Неожиданно резво пробежав на цыпочках, Дженкинс плотно прикрыл за адмиралом дверь. Прислушался, так же молодо вернулся и схватил пастора за узкие плечи.
— Мадлен! Вы… вы… у меня нет достойных слов…
Красавица засветилась недоверчивой улыбкой. Она-то прекрасно знала цену искренности своего патрона.
— Ваша школа, дорогой Рой.
— А забавно, черт возьми! — Дженкинс хлопнул себя по бокам. — Мы здесь оба инкогнито.
— Что ж здесь забавного, милорд, — ведь это наши неизменные амплуа?
Проворно сунув пальчики за отворот-рукава сутаны, Мадлен быстро вытащила сложенную бумажку — протянула Дженкинсу.
В каюте зелеными переливами играл утренний свет. Одна за другой срывались и угасали вызревшие за ночь звезды. Отлетающая темнота желтилась редкими огоньками шведских кораблей.
— Я уже в четвертой роли, сэр, — недовольно сказала Мадлен.
— Увы, такова судьба прекрасной Франции… — глаза Дженкинса стали печальными: играл ли, расчувствовался ли всерьез — не понять.
Но в душе он был доволен Мадлен. Вначале через ее посредство удалось сильно натянуть отношения царевича Алексея с отцом. Следующие две роли были довольно серенькими: выполняла в Париже щекотливые поручения английского посланника и путешествовала по Голштинии, собирая сведения об отношениях епископа-регента с Петром. Теперь пронырливая красавица стала протестантским проповедником на кораблях шведской эскадры.

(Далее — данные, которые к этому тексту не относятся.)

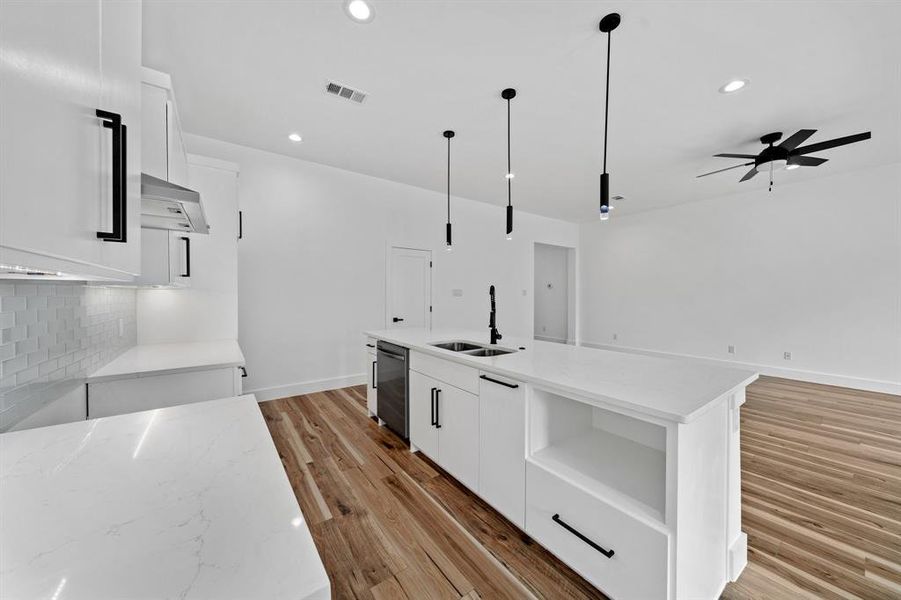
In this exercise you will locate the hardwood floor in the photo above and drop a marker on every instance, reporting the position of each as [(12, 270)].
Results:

— Ласкаюсь надеждой, — примирительно улыбнулся он, — это поручение будет для вас последним.
— Кто знает? — Красавица села в кресло. От длинных опущенных ресниц на щеки пали резкие полукружья теней.
— Вы стали невнимательны к чужим мнениям, — недовольно заметил Дженкинс.
Мадлен мило и совсем простодушно рассмеялась.
— Послушайте пасторскую речь, с которой я обращусь к русским, как только шведы высадятся на их земле.
Недовольство, досада — все было привычно забрано под маску легкомыслия и веселости.